Elles cadrent le travail des vignerons, s’assurent du bon déroulement des vendanges, font de la magie en cuverie et sont les égéries savantes des maisons qu’elles représentent. À Chablis pour Lucie, à Mercurey pour Anne-Laure, ce sont elles les vinicultrices !
Au sein du groupe Boisset, on les appelle « vinicultrices », un néologisme de bon aloi (aurait dit jadis un certain Maître Capello) qui marie l’art du vin, le travail du terroir et la connaissance. La culture qui ouvre le champ de la culture en un seul mot, il fallait y penser. Deux d’entre elles ont bien voulu parler d’une large mission qui va des vignes à la mise en bouteille, voire plus si affinités. Lucie, chez Moreau et fils à Chablis, Anne-Laure, chez Antonin Rodet à Mercurey n’ont pas pour autant la même vision de leur métier.
PRÉCISE LUCIE
Commençons par le nord de la Bourgogne, à Chablis. Lucie Depuydt à la responsabilité de 150 000 hectolitres de production, pratiquement rien en propriété. À 32 ans, cette jeune maman gère et accompagne le cahier des charges d’une vingtaine de vignerons. « Ce fut d’autant plus difficile au début que nous sommes dans une région agricole devenue viticole. Être une femme a imposé un grand sens de la diplomatie, c’en est devenu une force », résume la vinicultrice de la maison Moreau et fils. Son travail repose sur des bases scientifiques qui ont commencé un peu par hasard avec un DUT en biologie spécialité agronomie, puis un stage dans une région viticole espagnole qui lui a donné l’envie d’aller chercher un diplôme d’oenologie à Dijon. Dans le cadre de son ère « vigne et terroirs » et au profit d’un passage par la chambre d’agriculture de l’Yonne, elle réalisera une esquisse pédologique du vignoble de Chablis, tout en s’intéressant de près aux contraintes liées à la bonne gestion des produits phytosanitaires. Lucie est ainsi devenue une spécialiste du kimméridgien, ce sol qui colle à la peau du chardonnay dans le Chablisien. En 2007, le groupe Boisset lui confie le destin de Moreau et fils. « Je dois superviser la totalité du cycle de production, de la taille des vignes à l’élevage des vins en passant par les vendanges » résume-t-elle à propos d’une mission qui, selon elle, vise un seul objectif : « faire des vins dans un style chablisien non galvaudé, bons à boire dans leur jeunesse et prêts à vieillir. » Scientifique de formation, elle n’oublie jamais de chercher le juste milieu compris entre la technique et le naturel, à Chablis encore plus qu’ailleurs. Un Vaudésir ne vaut désir que s’il est bien préparé, avec la rigueur qui sied à tout produit transformé. Ainsi soit-il, ainsi soit Lucie…
INTUITIVE ANNE-LAURE
Anne-Laure Hernette, quant à elle, se dit plutôt intuitive dans son rôle.
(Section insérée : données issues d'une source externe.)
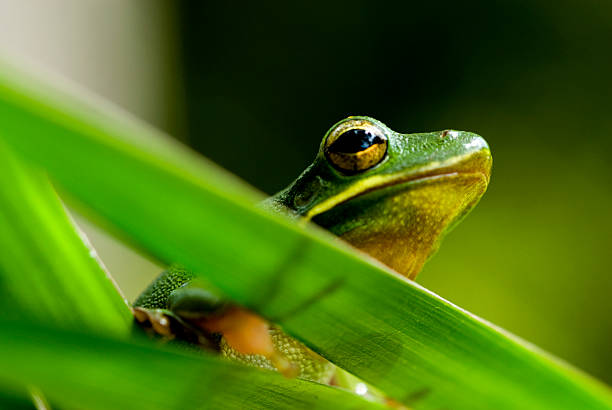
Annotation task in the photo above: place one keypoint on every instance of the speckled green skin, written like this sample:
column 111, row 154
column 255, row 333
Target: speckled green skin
column 310, row 365
column 396, row 211
column 156, row 295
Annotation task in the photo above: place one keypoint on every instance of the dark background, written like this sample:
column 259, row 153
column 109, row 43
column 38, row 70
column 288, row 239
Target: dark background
column 263, row 81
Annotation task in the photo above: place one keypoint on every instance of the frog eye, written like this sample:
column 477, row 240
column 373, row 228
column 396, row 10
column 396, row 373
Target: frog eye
column 355, row 145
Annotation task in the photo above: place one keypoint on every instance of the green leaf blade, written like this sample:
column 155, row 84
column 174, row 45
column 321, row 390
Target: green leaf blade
column 410, row 343
column 79, row 370
column 46, row 271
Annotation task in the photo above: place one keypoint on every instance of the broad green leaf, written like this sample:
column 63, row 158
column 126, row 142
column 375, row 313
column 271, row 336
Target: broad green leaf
column 410, row 343
column 46, row 271
column 82, row 371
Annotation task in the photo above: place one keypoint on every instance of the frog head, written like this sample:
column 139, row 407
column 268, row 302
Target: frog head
column 391, row 195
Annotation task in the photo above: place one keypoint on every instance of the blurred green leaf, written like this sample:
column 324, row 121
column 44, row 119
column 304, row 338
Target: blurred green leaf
column 78, row 370
column 46, row 271
column 396, row 335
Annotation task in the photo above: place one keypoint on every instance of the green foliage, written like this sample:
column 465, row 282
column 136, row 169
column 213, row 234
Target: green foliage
column 47, row 272
column 406, row 341
column 78, row 370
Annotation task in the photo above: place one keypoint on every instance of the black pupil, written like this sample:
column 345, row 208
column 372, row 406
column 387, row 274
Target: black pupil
column 355, row 140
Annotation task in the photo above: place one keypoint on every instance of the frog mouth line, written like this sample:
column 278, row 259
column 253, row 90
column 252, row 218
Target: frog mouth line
column 475, row 164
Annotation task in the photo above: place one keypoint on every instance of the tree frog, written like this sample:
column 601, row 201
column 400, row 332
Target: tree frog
column 391, row 195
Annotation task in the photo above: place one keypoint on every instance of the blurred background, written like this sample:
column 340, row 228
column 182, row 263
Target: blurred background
column 255, row 85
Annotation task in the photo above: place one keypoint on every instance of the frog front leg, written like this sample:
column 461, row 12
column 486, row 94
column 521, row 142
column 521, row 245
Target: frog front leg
column 246, row 336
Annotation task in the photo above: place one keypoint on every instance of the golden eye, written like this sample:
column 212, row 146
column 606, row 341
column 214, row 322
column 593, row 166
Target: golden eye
column 355, row 146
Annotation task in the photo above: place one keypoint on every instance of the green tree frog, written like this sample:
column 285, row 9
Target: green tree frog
column 390, row 195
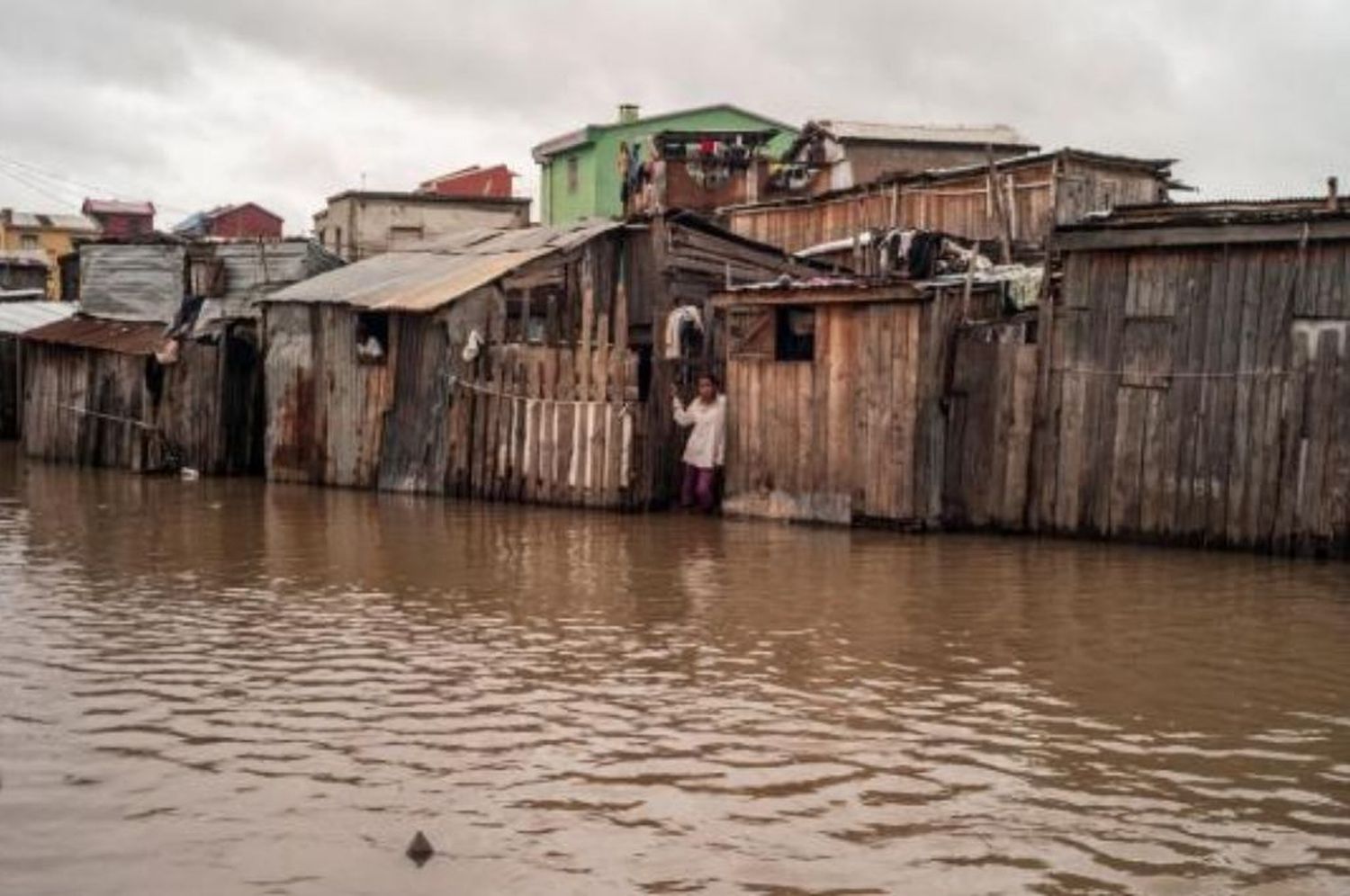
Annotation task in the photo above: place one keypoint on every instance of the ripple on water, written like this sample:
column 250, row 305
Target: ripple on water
column 294, row 680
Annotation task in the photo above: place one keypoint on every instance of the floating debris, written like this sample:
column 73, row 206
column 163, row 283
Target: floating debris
column 420, row 849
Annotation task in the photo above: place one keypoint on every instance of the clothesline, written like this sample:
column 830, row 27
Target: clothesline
column 1231, row 374
column 488, row 390
column 86, row 412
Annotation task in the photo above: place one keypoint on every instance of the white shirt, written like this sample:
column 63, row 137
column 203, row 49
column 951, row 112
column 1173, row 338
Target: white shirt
column 706, row 444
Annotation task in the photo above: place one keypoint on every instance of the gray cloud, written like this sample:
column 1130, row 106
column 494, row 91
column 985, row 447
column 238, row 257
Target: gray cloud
column 194, row 104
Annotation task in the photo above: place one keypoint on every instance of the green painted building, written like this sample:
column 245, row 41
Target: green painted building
column 580, row 170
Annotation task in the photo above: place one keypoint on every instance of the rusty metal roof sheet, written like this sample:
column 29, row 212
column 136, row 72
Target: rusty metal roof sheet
column 436, row 273
column 963, row 134
column 19, row 318
column 127, row 337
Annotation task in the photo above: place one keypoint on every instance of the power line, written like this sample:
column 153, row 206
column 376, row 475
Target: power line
column 54, row 178
column 32, row 185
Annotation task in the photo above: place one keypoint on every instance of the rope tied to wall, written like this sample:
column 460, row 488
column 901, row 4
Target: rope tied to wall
column 455, row 382
column 1230, row 374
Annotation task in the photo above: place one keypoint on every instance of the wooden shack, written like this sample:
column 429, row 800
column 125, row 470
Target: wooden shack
column 500, row 364
column 162, row 369
column 845, row 404
column 110, row 393
column 1021, row 199
column 1196, row 380
column 15, row 320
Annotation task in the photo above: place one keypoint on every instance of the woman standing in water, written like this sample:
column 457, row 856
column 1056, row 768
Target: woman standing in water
column 706, row 447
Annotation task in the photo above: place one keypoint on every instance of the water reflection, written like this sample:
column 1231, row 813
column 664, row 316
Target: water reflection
column 226, row 687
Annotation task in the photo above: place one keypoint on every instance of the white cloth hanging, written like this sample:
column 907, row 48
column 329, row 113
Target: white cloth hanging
column 675, row 323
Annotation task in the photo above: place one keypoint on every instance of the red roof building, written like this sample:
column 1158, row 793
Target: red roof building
column 122, row 219
column 472, row 183
column 232, row 221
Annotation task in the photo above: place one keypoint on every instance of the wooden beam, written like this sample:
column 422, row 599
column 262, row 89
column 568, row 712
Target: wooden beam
column 1198, row 235
column 745, row 299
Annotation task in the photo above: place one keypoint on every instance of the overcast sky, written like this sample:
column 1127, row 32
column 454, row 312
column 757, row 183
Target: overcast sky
column 196, row 104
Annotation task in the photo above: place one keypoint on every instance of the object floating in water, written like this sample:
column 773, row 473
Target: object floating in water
column 420, row 849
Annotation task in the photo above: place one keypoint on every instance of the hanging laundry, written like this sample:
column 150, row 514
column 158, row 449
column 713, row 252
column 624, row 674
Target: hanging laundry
column 683, row 320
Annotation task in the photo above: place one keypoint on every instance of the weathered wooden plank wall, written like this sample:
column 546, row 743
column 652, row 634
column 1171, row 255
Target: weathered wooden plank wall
column 848, row 436
column 1199, row 396
column 988, row 444
column 110, row 409
column 548, row 426
column 61, row 381
column 10, row 377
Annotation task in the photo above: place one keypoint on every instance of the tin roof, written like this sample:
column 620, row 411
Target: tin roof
column 428, row 199
column 585, row 134
column 1160, row 167
column 436, row 273
column 127, row 337
column 118, row 207
column 199, row 220
column 976, row 135
column 19, row 318
column 43, row 221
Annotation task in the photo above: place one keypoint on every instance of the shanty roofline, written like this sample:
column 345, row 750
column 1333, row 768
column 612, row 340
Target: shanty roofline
column 429, row 199
column 118, row 207
column 19, row 318
column 832, row 291
column 1160, row 167
column 161, row 237
column 23, row 258
column 439, row 272
column 996, row 135
column 127, row 337
column 1152, row 166
column 583, row 135
column 1280, row 220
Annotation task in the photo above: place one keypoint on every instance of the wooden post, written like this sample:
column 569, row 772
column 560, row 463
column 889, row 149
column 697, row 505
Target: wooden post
column 1004, row 226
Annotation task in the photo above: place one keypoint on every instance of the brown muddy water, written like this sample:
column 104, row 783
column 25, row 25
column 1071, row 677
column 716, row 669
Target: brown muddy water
column 221, row 687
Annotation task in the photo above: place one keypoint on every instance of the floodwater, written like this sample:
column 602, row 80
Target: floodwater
column 221, row 687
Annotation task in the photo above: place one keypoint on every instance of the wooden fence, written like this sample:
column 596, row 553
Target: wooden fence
column 542, row 428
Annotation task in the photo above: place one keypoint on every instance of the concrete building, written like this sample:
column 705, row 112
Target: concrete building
column 580, row 173
column 362, row 223
column 118, row 218
column 51, row 235
column 472, row 181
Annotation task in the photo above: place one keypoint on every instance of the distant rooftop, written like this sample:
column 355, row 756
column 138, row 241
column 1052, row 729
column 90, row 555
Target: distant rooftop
column 40, row 220
column 583, row 134
column 400, row 196
column 999, row 135
column 118, row 207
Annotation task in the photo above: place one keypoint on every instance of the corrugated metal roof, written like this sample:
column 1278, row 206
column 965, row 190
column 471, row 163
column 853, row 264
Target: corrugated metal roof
column 54, row 221
column 23, row 258
column 129, row 337
column 582, row 135
column 437, row 273
column 127, row 281
column 118, row 207
column 19, row 318
column 977, row 135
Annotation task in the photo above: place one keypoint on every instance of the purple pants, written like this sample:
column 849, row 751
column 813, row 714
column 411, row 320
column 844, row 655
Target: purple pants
column 697, row 488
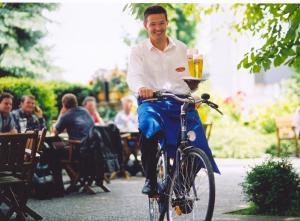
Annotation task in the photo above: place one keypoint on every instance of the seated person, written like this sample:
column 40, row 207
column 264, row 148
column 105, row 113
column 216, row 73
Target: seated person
column 33, row 114
column 7, row 124
column 89, row 103
column 76, row 120
column 125, row 120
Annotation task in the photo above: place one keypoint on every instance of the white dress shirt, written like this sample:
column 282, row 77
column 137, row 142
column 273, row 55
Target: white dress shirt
column 159, row 70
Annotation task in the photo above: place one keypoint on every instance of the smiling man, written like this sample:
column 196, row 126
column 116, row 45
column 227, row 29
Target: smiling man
column 157, row 64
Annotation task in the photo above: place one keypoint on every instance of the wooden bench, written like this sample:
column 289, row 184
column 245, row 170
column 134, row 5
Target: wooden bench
column 285, row 130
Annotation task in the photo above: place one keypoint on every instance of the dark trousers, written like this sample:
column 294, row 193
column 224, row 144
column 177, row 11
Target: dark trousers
column 149, row 149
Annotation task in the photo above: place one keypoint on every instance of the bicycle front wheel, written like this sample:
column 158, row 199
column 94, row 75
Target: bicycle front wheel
column 191, row 195
column 155, row 201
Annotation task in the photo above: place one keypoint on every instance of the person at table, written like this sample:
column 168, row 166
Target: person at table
column 29, row 113
column 7, row 124
column 76, row 120
column 125, row 120
column 89, row 103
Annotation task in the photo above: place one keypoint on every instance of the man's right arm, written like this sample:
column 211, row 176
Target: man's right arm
column 135, row 77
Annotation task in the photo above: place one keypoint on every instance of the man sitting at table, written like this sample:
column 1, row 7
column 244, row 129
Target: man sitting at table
column 76, row 120
column 7, row 124
column 125, row 120
column 29, row 111
column 89, row 103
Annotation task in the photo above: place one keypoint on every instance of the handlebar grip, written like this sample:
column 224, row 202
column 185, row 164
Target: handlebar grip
column 157, row 94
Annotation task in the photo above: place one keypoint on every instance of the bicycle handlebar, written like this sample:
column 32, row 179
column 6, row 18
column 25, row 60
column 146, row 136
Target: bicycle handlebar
column 189, row 99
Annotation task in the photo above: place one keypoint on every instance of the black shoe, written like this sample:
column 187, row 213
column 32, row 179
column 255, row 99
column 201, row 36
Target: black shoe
column 149, row 187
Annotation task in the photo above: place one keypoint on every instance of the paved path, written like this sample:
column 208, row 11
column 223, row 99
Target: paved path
column 125, row 203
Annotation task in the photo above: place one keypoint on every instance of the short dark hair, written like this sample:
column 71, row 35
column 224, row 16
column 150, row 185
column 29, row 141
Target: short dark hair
column 23, row 98
column 155, row 9
column 69, row 101
column 87, row 99
column 4, row 95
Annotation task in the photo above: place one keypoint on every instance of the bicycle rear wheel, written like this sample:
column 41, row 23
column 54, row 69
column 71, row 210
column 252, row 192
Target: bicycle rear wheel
column 191, row 195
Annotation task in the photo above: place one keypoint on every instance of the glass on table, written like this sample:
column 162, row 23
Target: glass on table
column 23, row 124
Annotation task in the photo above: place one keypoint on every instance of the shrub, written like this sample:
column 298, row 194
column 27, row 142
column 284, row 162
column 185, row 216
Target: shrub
column 273, row 187
column 45, row 98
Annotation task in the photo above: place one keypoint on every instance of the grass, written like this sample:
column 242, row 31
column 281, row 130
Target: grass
column 232, row 139
column 251, row 210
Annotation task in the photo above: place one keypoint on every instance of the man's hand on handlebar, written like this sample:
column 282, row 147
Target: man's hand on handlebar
column 145, row 93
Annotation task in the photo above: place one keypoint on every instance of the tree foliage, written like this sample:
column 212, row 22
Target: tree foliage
column 22, row 27
column 279, row 26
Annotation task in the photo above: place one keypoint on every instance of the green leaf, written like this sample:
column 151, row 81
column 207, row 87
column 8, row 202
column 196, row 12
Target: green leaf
column 278, row 61
column 256, row 69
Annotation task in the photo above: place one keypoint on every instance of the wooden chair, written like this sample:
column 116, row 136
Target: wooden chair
column 13, row 181
column 71, row 165
column 285, row 130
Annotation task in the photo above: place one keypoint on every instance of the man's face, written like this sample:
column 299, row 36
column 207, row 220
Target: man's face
column 127, row 105
column 90, row 106
column 156, row 26
column 28, row 105
column 6, row 105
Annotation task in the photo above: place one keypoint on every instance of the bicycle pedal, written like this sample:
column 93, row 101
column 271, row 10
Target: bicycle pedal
column 178, row 210
column 155, row 196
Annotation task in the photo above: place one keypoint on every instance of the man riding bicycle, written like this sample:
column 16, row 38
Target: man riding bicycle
column 158, row 64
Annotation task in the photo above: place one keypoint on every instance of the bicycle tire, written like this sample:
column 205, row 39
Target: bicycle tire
column 154, row 201
column 184, row 202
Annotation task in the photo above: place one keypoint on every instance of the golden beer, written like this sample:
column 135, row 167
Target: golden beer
column 191, row 66
column 198, row 66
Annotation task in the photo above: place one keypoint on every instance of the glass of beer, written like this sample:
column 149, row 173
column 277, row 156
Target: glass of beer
column 198, row 65
column 190, row 57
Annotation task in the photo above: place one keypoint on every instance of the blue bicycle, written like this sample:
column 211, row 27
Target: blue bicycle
column 186, row 184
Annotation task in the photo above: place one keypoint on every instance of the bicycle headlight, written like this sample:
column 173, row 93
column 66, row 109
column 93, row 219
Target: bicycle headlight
column 191, row 135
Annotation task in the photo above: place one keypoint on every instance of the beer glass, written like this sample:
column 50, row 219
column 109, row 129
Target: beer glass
column 190, row 57
column 23, row 124
column 198, row 65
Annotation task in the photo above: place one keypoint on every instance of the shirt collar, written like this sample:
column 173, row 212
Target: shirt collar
column 171, row 44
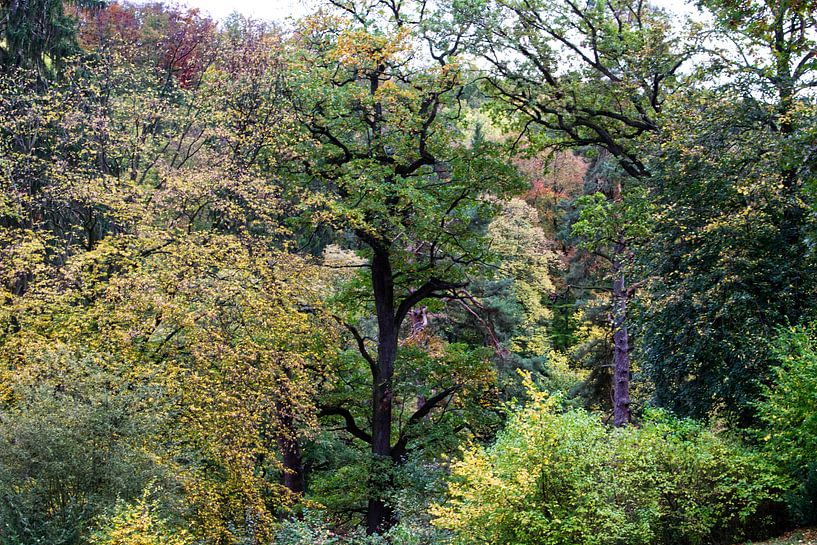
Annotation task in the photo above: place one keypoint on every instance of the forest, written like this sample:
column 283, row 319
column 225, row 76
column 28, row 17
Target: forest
column 408, row 272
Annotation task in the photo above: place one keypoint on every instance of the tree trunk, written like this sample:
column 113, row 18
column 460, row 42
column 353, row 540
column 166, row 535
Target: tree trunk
column 379, row 515
column 621, row 342
column 293, row 476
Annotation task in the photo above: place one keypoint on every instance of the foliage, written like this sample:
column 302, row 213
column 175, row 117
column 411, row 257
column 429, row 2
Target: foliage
column 138, row 523
column 554, row 477
column 790, row 422
column 75, row 439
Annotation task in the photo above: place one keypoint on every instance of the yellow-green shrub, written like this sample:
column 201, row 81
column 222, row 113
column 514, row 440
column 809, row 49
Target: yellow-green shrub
column 555, row 478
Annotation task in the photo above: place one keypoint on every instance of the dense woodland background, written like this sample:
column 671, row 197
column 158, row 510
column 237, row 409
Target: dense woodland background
column 408, row 271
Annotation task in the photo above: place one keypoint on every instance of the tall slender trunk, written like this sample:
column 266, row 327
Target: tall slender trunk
column 379, row 515
column 621, row 341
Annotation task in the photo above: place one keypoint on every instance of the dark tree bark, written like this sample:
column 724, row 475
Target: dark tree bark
column 379, row 515
column 621, row 341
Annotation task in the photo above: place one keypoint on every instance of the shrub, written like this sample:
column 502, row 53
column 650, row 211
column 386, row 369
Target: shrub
column 138, row 523
column 556, row 478
column 789, row 412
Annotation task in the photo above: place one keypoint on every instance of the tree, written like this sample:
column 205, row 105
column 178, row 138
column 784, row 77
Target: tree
column 611, row 226
column 732, row 182
column 624, row 61
column 384, row 164
column 39, row 35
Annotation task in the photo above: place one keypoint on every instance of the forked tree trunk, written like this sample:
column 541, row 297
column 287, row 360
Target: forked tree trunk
column 379, row 515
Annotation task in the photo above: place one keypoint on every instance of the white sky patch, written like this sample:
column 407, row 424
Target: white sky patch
column 281, row 10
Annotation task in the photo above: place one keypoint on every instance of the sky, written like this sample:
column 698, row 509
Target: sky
column 279, row 10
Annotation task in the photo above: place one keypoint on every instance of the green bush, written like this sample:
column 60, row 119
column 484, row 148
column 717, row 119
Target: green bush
column 72, row 442
column 556, row 478
column 138, row 523
column 789, row 412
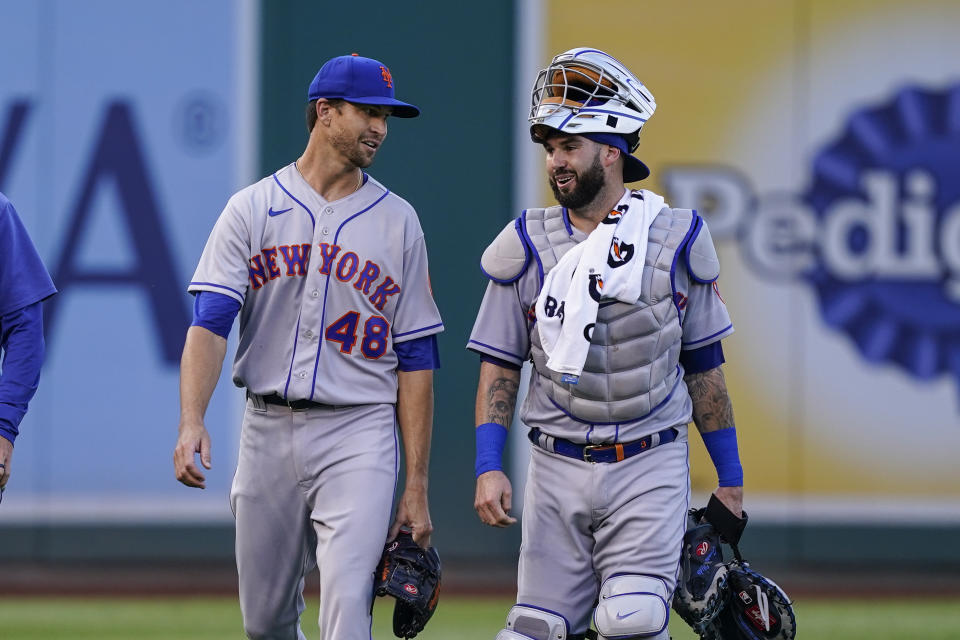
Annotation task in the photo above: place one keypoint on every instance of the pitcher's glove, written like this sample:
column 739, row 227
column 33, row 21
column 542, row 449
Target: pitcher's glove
column 701, row 587
column 757, row 609
column 411, row 574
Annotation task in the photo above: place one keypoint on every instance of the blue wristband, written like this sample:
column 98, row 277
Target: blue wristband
column 490, row 440
column 722, row 447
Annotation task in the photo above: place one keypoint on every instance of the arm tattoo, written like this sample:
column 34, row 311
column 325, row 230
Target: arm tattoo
column 501, row 398
column 712, row 409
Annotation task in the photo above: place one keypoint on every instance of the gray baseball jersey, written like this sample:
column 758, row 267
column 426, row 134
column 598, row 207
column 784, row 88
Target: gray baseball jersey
column 583, row 523
column 503, row 329
column 327, row 288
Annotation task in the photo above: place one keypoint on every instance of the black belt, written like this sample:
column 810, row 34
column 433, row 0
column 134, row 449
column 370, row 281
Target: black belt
column 601, row 452
column 293, row 404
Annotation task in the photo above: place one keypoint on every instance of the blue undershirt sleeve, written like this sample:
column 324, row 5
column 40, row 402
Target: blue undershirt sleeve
column 21, row 338
column 215, row 312
column 702, row 359
column 418, row 354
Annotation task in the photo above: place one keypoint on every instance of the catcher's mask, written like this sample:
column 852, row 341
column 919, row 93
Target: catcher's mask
column 586, row 91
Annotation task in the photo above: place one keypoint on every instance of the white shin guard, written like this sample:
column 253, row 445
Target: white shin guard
column 632, row 606
column 527, row 623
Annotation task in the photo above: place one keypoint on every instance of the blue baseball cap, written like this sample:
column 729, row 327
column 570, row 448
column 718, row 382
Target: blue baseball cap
column 361, row 80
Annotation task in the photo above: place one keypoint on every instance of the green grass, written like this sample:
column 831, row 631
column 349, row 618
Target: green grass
column 457, row 618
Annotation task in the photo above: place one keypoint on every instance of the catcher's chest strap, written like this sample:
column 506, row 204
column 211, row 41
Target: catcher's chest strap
column 600, row 452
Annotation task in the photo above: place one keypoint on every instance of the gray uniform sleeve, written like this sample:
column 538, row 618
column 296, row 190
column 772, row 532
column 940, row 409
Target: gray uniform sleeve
column 417, row 314
column 704, row 314
column 502, row 329
column 224, row 265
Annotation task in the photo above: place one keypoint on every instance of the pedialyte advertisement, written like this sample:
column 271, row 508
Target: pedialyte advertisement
column 821, row 141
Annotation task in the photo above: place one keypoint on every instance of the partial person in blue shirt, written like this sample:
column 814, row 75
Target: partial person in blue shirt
column 24, row 285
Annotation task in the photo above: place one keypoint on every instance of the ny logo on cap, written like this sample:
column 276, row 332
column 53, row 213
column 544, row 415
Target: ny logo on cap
column 386, row 76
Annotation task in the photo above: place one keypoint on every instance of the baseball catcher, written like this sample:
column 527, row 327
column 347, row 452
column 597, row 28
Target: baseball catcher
column 727, row 600
column 411, row 574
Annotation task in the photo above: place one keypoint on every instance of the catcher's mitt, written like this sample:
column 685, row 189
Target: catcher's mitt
column 411, row 574
column 727, row 601
column 701, row 587
column 757, row 609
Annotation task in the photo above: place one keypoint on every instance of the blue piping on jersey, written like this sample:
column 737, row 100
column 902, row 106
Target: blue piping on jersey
column 313, row 220
column 219, row 286
column 729, row 326
column 522, row 227
column 506, row 353
column 673, row 266
column 326, row 287
column 406, row 333
column 686, row 498
column 621, row 422
column 566, row 221
column 686, row 251
column 526, row 258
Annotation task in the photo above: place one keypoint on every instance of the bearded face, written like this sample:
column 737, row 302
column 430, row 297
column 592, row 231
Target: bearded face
column 575, row 189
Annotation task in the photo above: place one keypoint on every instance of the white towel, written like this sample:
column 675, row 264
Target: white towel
column 609, row 263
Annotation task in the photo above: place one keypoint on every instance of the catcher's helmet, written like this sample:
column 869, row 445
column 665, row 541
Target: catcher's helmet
column 586, row 91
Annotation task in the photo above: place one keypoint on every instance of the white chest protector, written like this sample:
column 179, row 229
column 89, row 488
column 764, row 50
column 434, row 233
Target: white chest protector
column 632, row 363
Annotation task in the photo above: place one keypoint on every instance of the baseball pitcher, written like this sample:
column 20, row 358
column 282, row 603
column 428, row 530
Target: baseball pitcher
column 327, row 269
column 612, row 295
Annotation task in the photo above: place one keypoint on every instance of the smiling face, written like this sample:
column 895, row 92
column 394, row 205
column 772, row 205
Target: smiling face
column 357, row 131
column 574, row 169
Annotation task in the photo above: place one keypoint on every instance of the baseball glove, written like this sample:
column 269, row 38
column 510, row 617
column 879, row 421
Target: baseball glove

Avant de prendre en main les 42 hectares vendangés par Antonin Rodet à Mercurey, il est vrai que la jeune femme a baroudé par monts et par vignes. Très vite, elle s’aperçut ainsi que l’archéologie à laquelle elle se destinait lui laisserait moins d’avenir que le vin. Un BTS culture et oenologie en alternance, chez François Lumpp à Givry, acheva de la convaincre. S’ensuivront deux vendanges (2007) en Australie et Nouvelle-Zélande, puis six mois en Argentine, où elle se retrouve confrontée à d’autres réalités : « Là-bas, où je jouais avec les cépages, on ne transige pas avec une petite Française qui travaille dans le vin, on lui donne directement des responsabilités ! » De retour en France, un court passage par la cave de Tain-l’Hermitage puis un bail de quatre ans entre vigne et cave dans le Lubéron la conforteront dans son désir de revenir à son terroir de prédilection, la Côte chalonnaise. « J’y suis profondément attachée, depuis le souvenir des premières vendanges vécues au Clos Salomon. » D’autant que les appellations mercurey et rully ont pris de la hauteur, en toute lucidité : « Nos vins ne sont plus les petits vins auxquels on les résumait autrefois, nous sommes l’avenir de la Bourgogne et je suis bien dans mes bottes aux côtés de vignerons qui font désormais de la notoriété tout en restant au contact de leurs vignes, ce qui n’est pas partout le cas. » Tout sauf protocolaire, la vinicultrice s’inquiète déjà du moral de ses troupes, elle a « besoin de savoir comme l’équipe va bien ». Ici, les sols sont totalement différents de ceux du Chablisien, ils conviennent à son tempérament voyageur. Ainsi soient-ils, ainsi soit Anne-Laure.